Quantitative phase analysis using X-ray diffraction (XRD) has became a standard tool for process optimization and quality control in industrial environments such as mining or metals production. A presentation by Uwe König of PANalytical B.V. showed how Partial Least-Squares Regression can be used in industrial environments to easily and precisely predict properties such as crystallinity and process parameters more directly from hidden information in XRD data.

Uwe König (3rd left) at the PANalytical booth
Conference sponsor Bruker has two technical presentations this week and the second of them this morning showed how energy dispersive linear detectors and dynamic beam optimisation, recently available with Bruker XRD instruments, have opened the door to routine quality control XRD on poorly crystalline material such as clay.

At the Bruker booth
The afternoon session was an eclectic mix of papers from UK, Finland, South Africa and Australia, dealing with the process mineralogy of vermiculites, spodumene, sphalerite, porphyry copper, gold and PGMs.

Then after coffee, we were off to nearby Kirstenbosch Botanical Gardens for the conference dinner.
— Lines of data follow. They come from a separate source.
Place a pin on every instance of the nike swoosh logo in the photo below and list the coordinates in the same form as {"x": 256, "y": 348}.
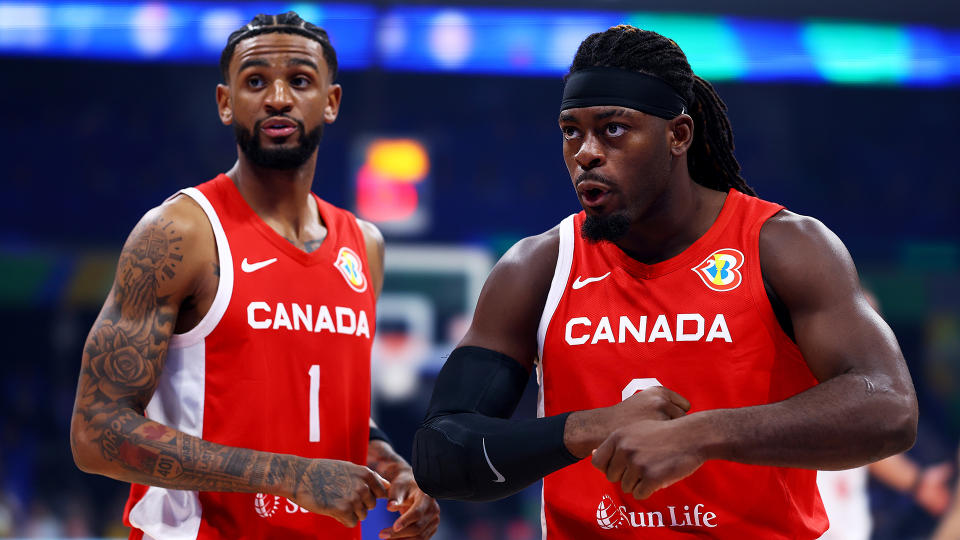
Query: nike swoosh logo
{"x": 253, "y": 267}
{"x": 577, "y": 283}
{"x": 500, "y": 477}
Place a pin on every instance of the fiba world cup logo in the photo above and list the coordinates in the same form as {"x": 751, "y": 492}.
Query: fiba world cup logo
{"x": 266, "y": 505}
{"x": 350, "y": 267}
{"x": 609, "y": 515}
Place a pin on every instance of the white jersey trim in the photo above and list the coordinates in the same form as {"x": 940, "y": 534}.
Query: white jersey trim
{"x": 177, "y": 403}
{"x": 224, "y": 289}
{"x": 561, "y": 276}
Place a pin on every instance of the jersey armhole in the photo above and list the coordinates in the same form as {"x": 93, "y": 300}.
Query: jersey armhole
{"x": 759, "y": 292}
{"x": 561, "y": 275}
{"x": 225, "y": 286}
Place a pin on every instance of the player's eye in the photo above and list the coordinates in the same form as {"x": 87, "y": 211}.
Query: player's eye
{"x": 300, "y": 81}
{"x": 570, "y": 132}
{"x": 614, "y": 129}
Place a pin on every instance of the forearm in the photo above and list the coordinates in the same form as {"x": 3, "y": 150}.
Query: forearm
{"x": 382, "y": 458}
{"x": 847, "y": 421}
{"x": 585, "y": 430}
{"x": 129, "y": 447}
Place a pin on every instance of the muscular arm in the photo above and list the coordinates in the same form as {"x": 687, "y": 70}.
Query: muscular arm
{"x": 864, "y": 408}
{"x": 468, "y": 448}
{"x": 161, "y": 265}
{"x": 124, "y": 354}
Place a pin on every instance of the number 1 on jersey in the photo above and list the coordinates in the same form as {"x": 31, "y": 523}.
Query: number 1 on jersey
{"x": 315, "y": 403}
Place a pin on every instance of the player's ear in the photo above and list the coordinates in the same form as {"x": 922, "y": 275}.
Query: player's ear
{"x": 332, "y": 108}
{"x": 224, "y": 106}
{"x": 680, "y": 134}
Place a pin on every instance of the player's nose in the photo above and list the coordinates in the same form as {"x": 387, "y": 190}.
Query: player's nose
{"x": 279, "y": 98}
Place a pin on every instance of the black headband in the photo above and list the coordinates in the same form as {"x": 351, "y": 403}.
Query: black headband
{"x": 593, "y": 86}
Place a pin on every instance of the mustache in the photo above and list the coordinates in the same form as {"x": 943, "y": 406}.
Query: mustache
{"x": 259, "y": 123}
{"x": 596, "y": 177}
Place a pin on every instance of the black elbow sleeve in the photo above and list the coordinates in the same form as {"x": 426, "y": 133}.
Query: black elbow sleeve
{"x": 463, "y": 452}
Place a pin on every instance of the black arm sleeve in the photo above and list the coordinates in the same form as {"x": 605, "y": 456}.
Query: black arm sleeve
{"x": 467, "y": 449}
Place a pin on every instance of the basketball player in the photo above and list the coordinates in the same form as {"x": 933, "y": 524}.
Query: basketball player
{"x": 228, "y": 375}
{"x": 741, "y": 325}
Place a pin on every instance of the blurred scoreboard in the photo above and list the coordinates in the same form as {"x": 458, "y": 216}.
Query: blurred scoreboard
{"x": 500, "y": 41}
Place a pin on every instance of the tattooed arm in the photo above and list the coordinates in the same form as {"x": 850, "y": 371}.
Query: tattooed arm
{"x": 419, "y": 512}
{"x": 165, "y": 269}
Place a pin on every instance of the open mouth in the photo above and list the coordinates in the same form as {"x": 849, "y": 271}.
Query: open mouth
{"x": 592, "y": 193}
{"x": 279, "y": 127}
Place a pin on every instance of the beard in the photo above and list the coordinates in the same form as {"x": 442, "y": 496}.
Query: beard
{"x": 598, "y": 228}
{"x": 277, "y": 158}
{"x": 610, "y": 228}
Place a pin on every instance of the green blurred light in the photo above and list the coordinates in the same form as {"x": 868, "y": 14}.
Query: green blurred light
{"x": 312, "y": 13}
{"x": 710, "y": 44}
{"x": 851, "y": 53}
{"x": 22, "y": 278}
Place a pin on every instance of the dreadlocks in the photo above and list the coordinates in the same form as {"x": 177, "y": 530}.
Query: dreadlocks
{"x": 285, "y": 23}
{"x": 710, "y": 159}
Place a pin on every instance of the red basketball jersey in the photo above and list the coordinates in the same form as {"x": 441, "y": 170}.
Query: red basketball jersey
{"x": 280, "y": 363}
{"x": 700, "y": 324}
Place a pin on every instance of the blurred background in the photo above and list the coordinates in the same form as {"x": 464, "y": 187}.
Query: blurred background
{"x": 844, "y": 110}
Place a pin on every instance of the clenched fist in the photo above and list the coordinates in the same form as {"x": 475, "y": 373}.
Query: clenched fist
{"x": 339, "y": 489}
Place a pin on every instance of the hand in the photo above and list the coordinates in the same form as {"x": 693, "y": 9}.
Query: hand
{"x": 339, "y": 489}
{"x": 933, "y": 490}
{"x": 585, "y": 430}
{"x": 419, "y": 512}
{"x": 648, "y": 455}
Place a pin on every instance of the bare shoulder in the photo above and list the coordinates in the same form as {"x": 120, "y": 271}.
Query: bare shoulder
{"x": 175, "y": 243}
{"x": 803, "y": 260}
{"x": 509, "y": 308}
{"x": 371, "y": 234}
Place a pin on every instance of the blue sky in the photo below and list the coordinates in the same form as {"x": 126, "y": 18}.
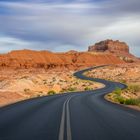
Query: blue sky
{"x": 62, "y": 25}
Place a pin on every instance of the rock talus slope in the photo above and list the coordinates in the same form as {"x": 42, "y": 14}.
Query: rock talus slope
{"x": 47, "y": 60}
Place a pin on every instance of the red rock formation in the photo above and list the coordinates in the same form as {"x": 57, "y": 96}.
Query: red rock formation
{"x": 110, "y": 46}
{"x": 117, "y": 48}
{"x": 47, "y": 60}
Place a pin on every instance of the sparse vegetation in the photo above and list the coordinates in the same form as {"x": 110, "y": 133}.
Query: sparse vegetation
{"x": 117, "y": 91}
{"x": 117, "y": 95}
{"x": 51, "y": 92}
{"x": 72, "y": 89}
{"x": 87, "y": 88}
{"x": 26, "y": 90}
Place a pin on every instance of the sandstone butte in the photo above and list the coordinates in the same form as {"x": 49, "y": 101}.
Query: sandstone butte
{"x": 104, "y": 52}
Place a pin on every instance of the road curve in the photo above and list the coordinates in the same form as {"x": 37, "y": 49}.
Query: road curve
{"x": 72, "y": 116}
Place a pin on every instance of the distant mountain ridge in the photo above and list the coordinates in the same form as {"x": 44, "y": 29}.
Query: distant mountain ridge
{"x": 70, "y": 60}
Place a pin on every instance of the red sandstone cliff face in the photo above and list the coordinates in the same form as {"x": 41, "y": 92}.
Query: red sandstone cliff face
{"x": 110, "y": 46}
{"x": 117, "y": 48}
{"x": 47, "y": 60}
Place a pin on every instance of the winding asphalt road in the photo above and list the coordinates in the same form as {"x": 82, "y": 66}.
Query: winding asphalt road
{"x": 72, "y": 116}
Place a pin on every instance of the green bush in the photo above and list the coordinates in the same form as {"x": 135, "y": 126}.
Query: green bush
{"x": 120, "y": 99}
{"x": 87, "y": 88}
{"x": 51, "y": 92}
{"x": 132, "y": 101}
{"x": 72, "y": 89}
{"x": 26, "y": 90}
{"x": 134, "y": 88}
{"x": 117, "y": 91}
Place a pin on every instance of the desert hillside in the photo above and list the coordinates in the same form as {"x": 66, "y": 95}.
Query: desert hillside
{"x": 48, "y": 60}
{"x": 27, "y": 73}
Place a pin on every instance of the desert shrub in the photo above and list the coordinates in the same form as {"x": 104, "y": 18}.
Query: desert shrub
{"x": 87, "y": 88}
{"x": 120, "y": 99}
{"x": 123, "y": 81}
{"x": 134, "y": 88}
{"x": 51, "y": 92}
{"x": 72, "y": 89}
{"x": 132, "y": 101}
{"x": 26, "y": 90}
{"x": 117, "y": 91}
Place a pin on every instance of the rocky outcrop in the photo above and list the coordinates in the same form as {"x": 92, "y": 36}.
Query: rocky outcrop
{"x": 110, "y": 46}
{"x": 48, "y": 60}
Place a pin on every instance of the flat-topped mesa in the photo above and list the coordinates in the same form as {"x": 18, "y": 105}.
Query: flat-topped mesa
{"x": 110, "y": 46}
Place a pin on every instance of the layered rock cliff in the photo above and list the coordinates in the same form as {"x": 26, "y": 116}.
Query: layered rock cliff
{"x": 45, "y": 59}
{"x": 110, "y": 46}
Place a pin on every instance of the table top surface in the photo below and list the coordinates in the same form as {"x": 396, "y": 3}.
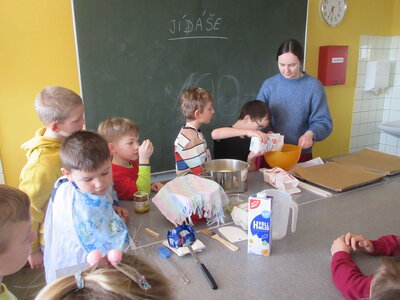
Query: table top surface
{"x": 299, "y": 264}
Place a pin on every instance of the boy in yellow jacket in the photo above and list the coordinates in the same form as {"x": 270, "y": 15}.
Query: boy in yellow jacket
{"x": 62, "y": 112}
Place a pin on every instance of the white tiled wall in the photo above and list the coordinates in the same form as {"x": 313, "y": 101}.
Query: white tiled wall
{"x": 371, "y": 109}
{"x": 1, "y": 174}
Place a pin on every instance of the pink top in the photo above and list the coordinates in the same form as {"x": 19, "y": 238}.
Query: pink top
{"x": 347, "y": 276}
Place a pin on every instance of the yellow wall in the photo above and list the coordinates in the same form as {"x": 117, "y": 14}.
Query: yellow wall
{"x": 37, "y": 49}
{"x": 363, "y": 17}
{"x": 396, "y": 18}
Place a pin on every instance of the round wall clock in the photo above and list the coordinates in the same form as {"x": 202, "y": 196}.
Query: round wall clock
{"x": 333, "y": 11}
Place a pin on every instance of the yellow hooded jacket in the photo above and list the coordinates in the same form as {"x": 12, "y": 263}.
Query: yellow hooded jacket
{"x": 38, "y": 176}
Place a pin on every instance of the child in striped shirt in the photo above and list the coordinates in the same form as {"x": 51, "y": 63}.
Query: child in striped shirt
{"x": 191, "y": 149}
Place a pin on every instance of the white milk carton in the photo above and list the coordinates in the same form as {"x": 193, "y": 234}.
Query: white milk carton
{"x": 259, "y": 224}
{"x": 275, "y": 143}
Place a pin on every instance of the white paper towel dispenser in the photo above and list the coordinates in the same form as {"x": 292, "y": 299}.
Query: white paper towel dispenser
{"x": 377, "y": 75}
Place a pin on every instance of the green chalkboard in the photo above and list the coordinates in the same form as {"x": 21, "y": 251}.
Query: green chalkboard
{"x": 136, "y": 56}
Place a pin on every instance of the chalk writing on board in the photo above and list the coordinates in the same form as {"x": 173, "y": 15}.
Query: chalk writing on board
{"x": 206, "y": 26}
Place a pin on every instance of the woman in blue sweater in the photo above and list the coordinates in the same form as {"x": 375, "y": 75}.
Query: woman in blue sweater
{"x": 297, "y": 101}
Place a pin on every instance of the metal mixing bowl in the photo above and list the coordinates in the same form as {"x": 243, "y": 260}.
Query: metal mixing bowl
{"x": 231, "y": 174}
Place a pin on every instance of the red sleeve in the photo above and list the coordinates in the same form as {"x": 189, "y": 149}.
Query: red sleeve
{"x": 348, "y": 278}
{"x": 125, "y": 181}
{"x": 388, "y": 245}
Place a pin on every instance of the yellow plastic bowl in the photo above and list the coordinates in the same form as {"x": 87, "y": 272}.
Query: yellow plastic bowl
{"x": 285, "y": 159}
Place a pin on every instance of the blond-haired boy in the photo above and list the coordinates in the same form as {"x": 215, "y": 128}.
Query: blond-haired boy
{"x": 191, "y": 149}
{"x": 130, "y": 161}
{"x": 62, "y": 112}
{"x": 79, "y": 217}
{"x": 16, "y": 235}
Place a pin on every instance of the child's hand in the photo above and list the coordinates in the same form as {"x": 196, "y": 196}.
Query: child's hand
{"x": 155, "y": 187}
{"x": 121, "y": 212}
{"x": 35, "y": 260}
{"x": 261, "y": 135}
{"x": 339, "y": 245}
{"x": 145, "y": 151}
{"x": 358, "y": 242}
{"x": 306, "y": 140}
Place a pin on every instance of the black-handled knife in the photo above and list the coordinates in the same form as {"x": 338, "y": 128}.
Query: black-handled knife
{"x": 207, "y": 273}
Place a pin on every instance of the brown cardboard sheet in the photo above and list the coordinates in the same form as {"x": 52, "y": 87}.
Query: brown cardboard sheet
{"x": 371, "y": 160}
{"x": 337, "y": 177}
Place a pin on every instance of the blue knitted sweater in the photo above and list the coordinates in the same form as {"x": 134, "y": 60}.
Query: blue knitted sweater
{"x": 297, "y": 105}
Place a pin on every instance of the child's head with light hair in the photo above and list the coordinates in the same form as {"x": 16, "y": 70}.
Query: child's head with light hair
{"x": 16, "y": 234}
{"x": 112, "y": 129}
{"x": 194, "y": 99}
{"x": 54, "y": 104}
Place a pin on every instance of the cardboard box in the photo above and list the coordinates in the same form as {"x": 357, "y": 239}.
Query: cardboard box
{"x": 259, "y": 224}
{"x": 338, "y": 177}
{"x": 372, "y": 160}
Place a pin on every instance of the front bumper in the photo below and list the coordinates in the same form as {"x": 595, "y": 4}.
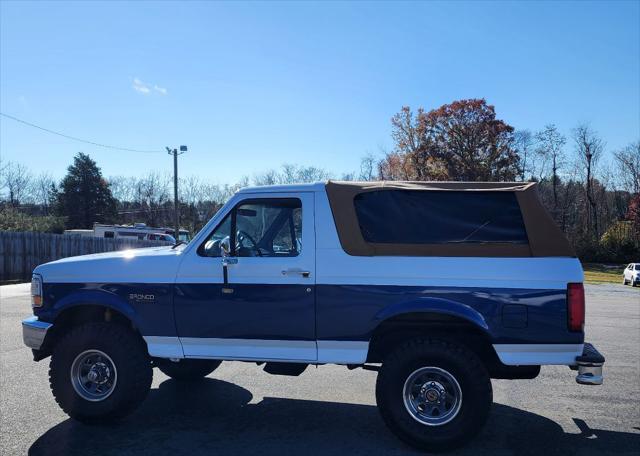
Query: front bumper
{"x": 590, "y": 366}
{"x": 34, "y": 331}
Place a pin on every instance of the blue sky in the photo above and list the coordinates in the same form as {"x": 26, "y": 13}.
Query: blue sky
{"x": 251, "y": 86}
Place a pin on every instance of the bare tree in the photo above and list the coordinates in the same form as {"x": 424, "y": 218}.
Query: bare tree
{"x": 43, "y": 188}
{"x": 550, "y": 150}
{"x": 368, "y": 165}
{"x": 524, "y": 143}
{"x": 291, "y": 174}
{"x": 589, "y": 148}
{"x": 17, "y": 183}
{"x": 628, "y": 164}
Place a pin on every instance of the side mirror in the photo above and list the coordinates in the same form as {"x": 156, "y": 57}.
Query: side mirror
{"x": 225, "y": 247}
{"x": 225, "y": 250}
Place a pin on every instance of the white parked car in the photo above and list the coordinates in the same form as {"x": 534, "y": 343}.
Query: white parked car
{"x": 631, "y": 274}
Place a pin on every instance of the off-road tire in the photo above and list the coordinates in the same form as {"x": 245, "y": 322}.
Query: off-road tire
{"x": 188, "y": 369}
{"x": 130, "y": 357}
{"x": 468, "y": 371}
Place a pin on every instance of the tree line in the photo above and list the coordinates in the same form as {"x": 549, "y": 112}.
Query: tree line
{"x": 592, "y": 193}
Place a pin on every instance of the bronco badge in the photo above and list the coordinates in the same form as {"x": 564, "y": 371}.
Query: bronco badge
{"x": 140, "y": 297}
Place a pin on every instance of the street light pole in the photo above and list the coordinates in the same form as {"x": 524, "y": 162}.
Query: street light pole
{"x": 176, "y": 207}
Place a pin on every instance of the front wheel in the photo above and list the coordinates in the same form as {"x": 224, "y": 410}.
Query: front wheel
{"x": 100, "y": 372}
{"x": 433, "y": 394}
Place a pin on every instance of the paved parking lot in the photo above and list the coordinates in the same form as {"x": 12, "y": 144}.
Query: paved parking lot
{"x": 239, "y": 409}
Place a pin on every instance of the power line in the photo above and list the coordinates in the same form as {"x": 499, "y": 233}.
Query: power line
{"x": 125, "y": 149}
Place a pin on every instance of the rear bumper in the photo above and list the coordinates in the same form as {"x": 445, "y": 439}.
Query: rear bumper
{"x": 590, "y": 366}
{"x": 34, "y": 332}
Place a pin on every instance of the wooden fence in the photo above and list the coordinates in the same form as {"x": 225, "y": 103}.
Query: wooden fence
{"x": 21, "y": 252}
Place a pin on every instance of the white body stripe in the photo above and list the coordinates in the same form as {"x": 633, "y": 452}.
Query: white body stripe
{"x": 164, "y": 347}
{"x": 322, "y": 351}
{"x": 538, "y": 354}
{"x": 334, "y": 351}
{"x": 346, "y": 352}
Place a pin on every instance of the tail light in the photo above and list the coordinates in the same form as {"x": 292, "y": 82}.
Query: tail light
{"x": 575, "y": 306}
{"x": 36, "y": 291}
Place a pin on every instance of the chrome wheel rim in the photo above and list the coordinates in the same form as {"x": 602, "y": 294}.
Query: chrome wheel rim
{"x": 432, "y": 396}
{"x": 93, "y": 375}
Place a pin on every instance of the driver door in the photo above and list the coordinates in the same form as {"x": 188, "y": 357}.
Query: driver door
{"x": 263, "y": 306}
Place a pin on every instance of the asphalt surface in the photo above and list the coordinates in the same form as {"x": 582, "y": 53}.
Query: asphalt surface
{"x": 239, "y": 409}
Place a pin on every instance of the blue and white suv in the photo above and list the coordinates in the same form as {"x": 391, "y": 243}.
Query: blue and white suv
{"x": 439, "y": 287}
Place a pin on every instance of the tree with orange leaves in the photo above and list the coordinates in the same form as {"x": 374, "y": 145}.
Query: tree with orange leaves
{"x": 462, "y": 140}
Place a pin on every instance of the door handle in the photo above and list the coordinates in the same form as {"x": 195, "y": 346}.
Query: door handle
{"x": 296, "y": 271}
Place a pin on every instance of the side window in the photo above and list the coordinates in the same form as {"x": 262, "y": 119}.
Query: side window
{"x": 439, "y": 217}
{"x": 211, "y": 247}
{"x": 259, "y": 228}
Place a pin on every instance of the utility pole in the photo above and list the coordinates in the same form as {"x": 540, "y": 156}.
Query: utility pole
{"x": 176, "y": 207}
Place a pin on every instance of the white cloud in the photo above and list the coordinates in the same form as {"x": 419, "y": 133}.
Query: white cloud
{"x": 140, "y": 87}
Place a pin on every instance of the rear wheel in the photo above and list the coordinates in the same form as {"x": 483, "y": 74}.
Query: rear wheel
{"x": 100, "y": 372}
{"x": 188, "y": 369}
{"x": 433, "y": 394}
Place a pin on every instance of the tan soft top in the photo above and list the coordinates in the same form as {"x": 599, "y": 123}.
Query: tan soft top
{"x": 545, "y": 238}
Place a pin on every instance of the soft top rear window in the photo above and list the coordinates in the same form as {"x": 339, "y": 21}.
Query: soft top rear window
{"x": 439, "y": 217}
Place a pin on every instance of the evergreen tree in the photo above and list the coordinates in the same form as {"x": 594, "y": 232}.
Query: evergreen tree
{"x": 84, "y": 196}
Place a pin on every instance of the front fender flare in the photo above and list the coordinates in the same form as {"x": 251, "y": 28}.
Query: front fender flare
{"x": 95, "y": 298}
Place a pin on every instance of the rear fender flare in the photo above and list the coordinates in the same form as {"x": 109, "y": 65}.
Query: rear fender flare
{"x": 434, "y": 306}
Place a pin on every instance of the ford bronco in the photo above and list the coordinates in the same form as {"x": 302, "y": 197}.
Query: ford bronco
{"x": 439, "y": 287}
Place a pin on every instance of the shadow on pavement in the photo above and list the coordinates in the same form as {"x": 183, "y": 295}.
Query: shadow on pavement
{"x": 215, "y": 417}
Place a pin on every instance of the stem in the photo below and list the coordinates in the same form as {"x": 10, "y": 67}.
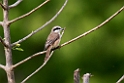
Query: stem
{"x": 8, "y": 51}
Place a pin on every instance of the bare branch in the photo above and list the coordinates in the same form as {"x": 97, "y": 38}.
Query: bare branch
{"x": 15, "y": 4}
{"x": 2, "y": 41}
{"x": 34, "y": 55}
{"x": 45, "y": 62}
{"x": 122, "y": 78}
{"x": 95, "y": 28}
{"x": 77, "y": 76}
{"x": 27, "y": 14}
{"x": 86, "y": 77}
{"x": 1, "y": 23}
{"x": 2, "y": 66}
{"x": 68, "y": 42}
{"x": 28, "y": 58}
{"x": 40, "y": 28}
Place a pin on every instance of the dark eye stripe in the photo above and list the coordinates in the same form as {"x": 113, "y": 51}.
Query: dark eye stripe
{"x": 56, "y": 28}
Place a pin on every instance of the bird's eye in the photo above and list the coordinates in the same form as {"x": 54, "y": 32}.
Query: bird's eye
{"x": 57, "y": 28}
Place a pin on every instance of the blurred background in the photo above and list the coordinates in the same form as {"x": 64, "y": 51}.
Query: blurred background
{"x": 100, "y": 53}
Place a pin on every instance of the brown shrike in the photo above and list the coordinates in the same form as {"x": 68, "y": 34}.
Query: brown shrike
{"x": 53, "y": 40}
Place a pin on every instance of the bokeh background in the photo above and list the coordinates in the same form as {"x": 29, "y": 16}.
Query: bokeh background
{"x": 100, "y": 53}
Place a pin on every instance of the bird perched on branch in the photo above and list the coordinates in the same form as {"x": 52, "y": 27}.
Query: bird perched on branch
{"x": 53, "y": 40}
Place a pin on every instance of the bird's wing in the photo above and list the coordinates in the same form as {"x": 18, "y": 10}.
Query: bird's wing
{"x": 51, "y": 39}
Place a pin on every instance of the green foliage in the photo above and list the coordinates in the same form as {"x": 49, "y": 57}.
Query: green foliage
{"x": 99, "y": 53}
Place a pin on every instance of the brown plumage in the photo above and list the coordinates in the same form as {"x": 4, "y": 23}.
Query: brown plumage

Great setting, great company, great food and great entertainment (see also postings of 18th November and 19th November).







Wednesday November 19th

The last technical session of the conference contained a number of case studies involving mineralogical characterisation to optimise processing of various ores, including complex sulphides, nickel laterites, kaolin, heavy mineral sands, iron and gold.

Tantalum and niobium minerals (coltan) belong to so called "conflict resources" which are mined in civil war regions such as the Democratic Republic of Congo (DRC) and others in order to finance the fighting of rebellion groups.  A law was introduced in 2010 to prevent U.S. based companies trading the coltan minerals from DRC. Implementation of this law brought a need to characterize publicly traded coltan concentrates. Marek Dosbaba of Czech company Tescan Orsay Holding presented an interesting paper this morning on the TESCAN Integrated Minerals Analyser (TIMA), a system which could significantly help the characterization. The device provides information on proportions of minerals, which are precisely chemically characterized using a wavelength dispersive spectrometer without the need to move the sample out and without a new search for specific particles, allowing the very precise fingerprinting of ores from a particular locality.  Earlier in the month Australia's CSIRO installed a TIMA, the first in the country, a second due to be installed at Curtin University in January (MEI Online).

At the Tescan booth
The future of process mineralogy was the theme of the afternoon panel discussion, chaired by Megan Becker of the University of Cape Town, South Africa, with panellists Bern Lottermoser of University of Exeter, UK, Will Goodall of MinAssist, Australia and Elaine Wightman of JKMRC, Australia. The proceedings of the discussion will be reported in a later posting.

Amanda closed the conference, and invited delegates to attend Process Mineralogy '17 at the Vineyard in March 2017. A farewell wine function in the hotel gardens closed what has been a productive and enjoyable week in Cape Town, with interesting and friendly people. The atmosphere of the week is captured in this 7-minute video.

UCT's Prof J-P Franzidis was a welcome visitor to the farewell wine function
The Proceedings are available from MEI, and a special issue of Minerals Engineering, containing selected papers, will be published next year.

1 comment:

  1. A very apt and accurate post of a fantastic conference….I would particularly like to once again thank all the sponsors, presenters and delegates who made Process Mineralogy 14 a really special conference. I look forward to the formal conference proceedings that will be published in Minerals Engineering next year.